Present the output in CSV format with headers.
Do not generate SQL statements for exporting to CSV.
Do not provide additional descriptions apart from the data.
Always display a header row containing the column descriptions.
'''.format(query_string)
response = query_engine.query(query_template)
return response
Query examples
At this point it is sufficient to call the query() function with your natural language prompt to have LlamaIndex retrieve the results from the database. To access the query results do the following:
response = query('How many purchase orders are there?')
print(response.response)
The generated SQL can be accessed as follows:
print(response.metadata['sql_query'])
Some query examples are shown below:
How many purchase orders are there?
Results
SQL
Number of Purchase Orders
212
SELECT COUNT(*) AS "Number of Purchase Orders"
FROM ekpo
Sum up the gross value of purchase orders
Results
SQL
GrossValue
34864082432.82
SELECT SUM(brtwr) AS GrossValue
FROM ekpo
Aggregate the net purchase order value by article, only display top 10
Results
SQL
matnr,total_net_purchase_order_value
R900666666,2691667.8
BREX-ROH,2555295.9
,326931.21
BREX-001,186152.28
R900861447,169206
R913057406,32017.5
R900002222,20027
R900001479,18976
R900608809,14000
R900784111,13500
SELECT matnr, SUM(netwr) AS total_net_purchase_order_value
FROM ekpo
GROUP BY matnr
ORDER BY total_net_purchase_order_value DESC
LIMIT 10
Notice that the LLM seems to possess a form of built-in knowledge of the EKPO table from this SAP system. You’ll notice how there are specific references to columns like BRTWR (gross value), NETWR (net value) and MATNR (material) without these having been specified to LlamaIndex in the form of an upfront table description. I attribute this to the fact that the EKPO table is a generic table existing in SAP systems for decades, which is documented throughout the web and has most likely been part of the training set. Note that the setup is using gpt3.5-turbo-0613 by default, which is apparently already good enough for this type of code generation. No need to move to the more complex and costly GPT-4!
Analysis dashboard
I have used the excellent Streamlit package for interacting with the LLM and visualizing the results from the database. This is by far the most straightforward and feature-rich frontend package I have come across, perhaps even beating Gradio in shortening your development time.

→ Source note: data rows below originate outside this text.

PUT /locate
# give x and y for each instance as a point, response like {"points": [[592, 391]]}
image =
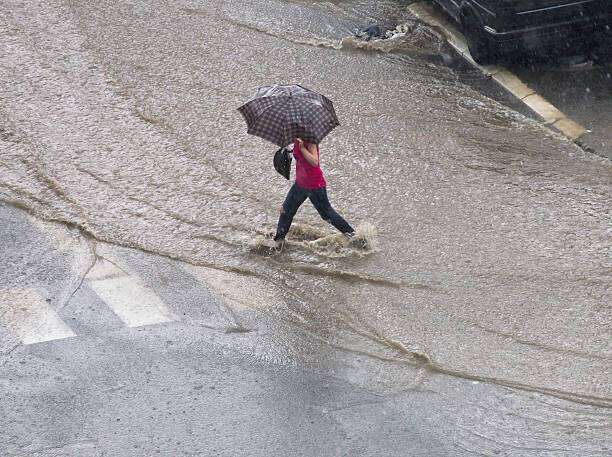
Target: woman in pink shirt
{"points": [[309, 183]]}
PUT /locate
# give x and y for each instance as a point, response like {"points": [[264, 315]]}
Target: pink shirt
{"points": [[307, 176]]}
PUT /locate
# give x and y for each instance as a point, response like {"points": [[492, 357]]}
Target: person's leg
{"points": [[320, 201], [293, 201]]}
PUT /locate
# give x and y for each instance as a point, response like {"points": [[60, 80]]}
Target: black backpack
{"points": [[282, 162]]}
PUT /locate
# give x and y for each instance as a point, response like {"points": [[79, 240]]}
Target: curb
{"points": [[505, 78]]}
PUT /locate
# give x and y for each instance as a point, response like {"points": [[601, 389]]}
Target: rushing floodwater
{"points": [[492, 259]]}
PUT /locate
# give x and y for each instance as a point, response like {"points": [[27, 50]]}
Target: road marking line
{"points": [[30, 317], [508, 80], [134, 303]]}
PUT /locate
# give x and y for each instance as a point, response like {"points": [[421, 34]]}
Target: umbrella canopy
{"points": [[281, 113]]}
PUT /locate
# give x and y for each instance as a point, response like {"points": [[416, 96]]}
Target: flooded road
{"points": [[492, 259]]}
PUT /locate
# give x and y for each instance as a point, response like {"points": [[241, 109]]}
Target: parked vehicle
{"points": [[496, 27]]}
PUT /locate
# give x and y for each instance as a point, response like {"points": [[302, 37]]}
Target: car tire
{"points": [[479, 44]]}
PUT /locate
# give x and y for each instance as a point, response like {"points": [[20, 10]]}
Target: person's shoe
{"points": [[356, 241]]}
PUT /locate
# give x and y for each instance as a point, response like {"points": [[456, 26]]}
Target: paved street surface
{"points": [[583, 92], [142, 358], [139, 317]]}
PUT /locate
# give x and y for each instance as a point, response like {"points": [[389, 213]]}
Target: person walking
{"points": [[309, 183]]}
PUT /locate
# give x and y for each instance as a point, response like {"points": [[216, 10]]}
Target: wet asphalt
{"points": [[215, 382], [241, 374]]}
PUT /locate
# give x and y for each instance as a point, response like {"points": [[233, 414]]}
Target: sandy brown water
{"points": [[493, 250]]}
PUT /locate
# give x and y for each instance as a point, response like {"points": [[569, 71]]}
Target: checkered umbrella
{"points": [[281, 113]]}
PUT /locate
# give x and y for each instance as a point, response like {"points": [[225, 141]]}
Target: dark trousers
{"points": [[318, 197]]}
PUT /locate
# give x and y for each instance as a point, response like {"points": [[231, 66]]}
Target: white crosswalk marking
{"points": [[30, 317], [131, 301]]}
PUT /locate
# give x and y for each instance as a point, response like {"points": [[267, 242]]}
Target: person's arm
{"points": [[310, 153]]}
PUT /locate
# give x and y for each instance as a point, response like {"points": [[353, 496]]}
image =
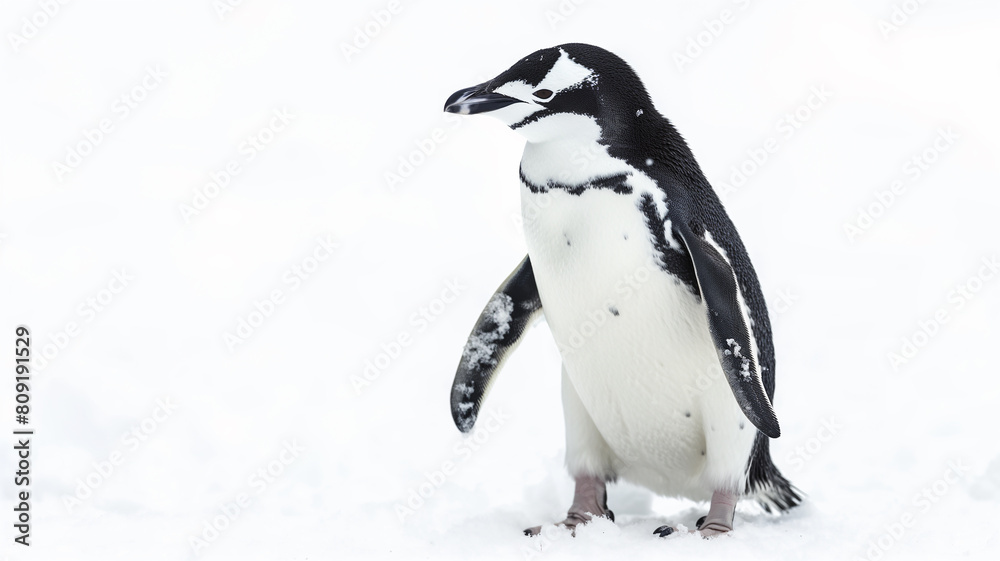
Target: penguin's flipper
{"points": [[498, 331], [728, 320]]}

The dashboard starts with displaying an input box for the natural language query. After inputting the query and retrieving the results from the database, it displays the generated SQL, a table containing the result set and a visualization of the results in a single go. This is all in a handful lines of code.
An example video of the dashboard in action is shown below:
Wrapup
In this blog post I have shown you that querying an SAP S4/HANA system using natural language is very effective, even by using a GPT-3.5 model which is no longer state of the art nowadays. It appears that GPT-3.5 possesses knowledge of specific S4/HANA tables, possibly by having been exposed to online resources documenting these.
The Steamlit package allows you to quickly create good-looking dashboards in only a minimal amount of code, making this a great way to glue together the various components of the solution.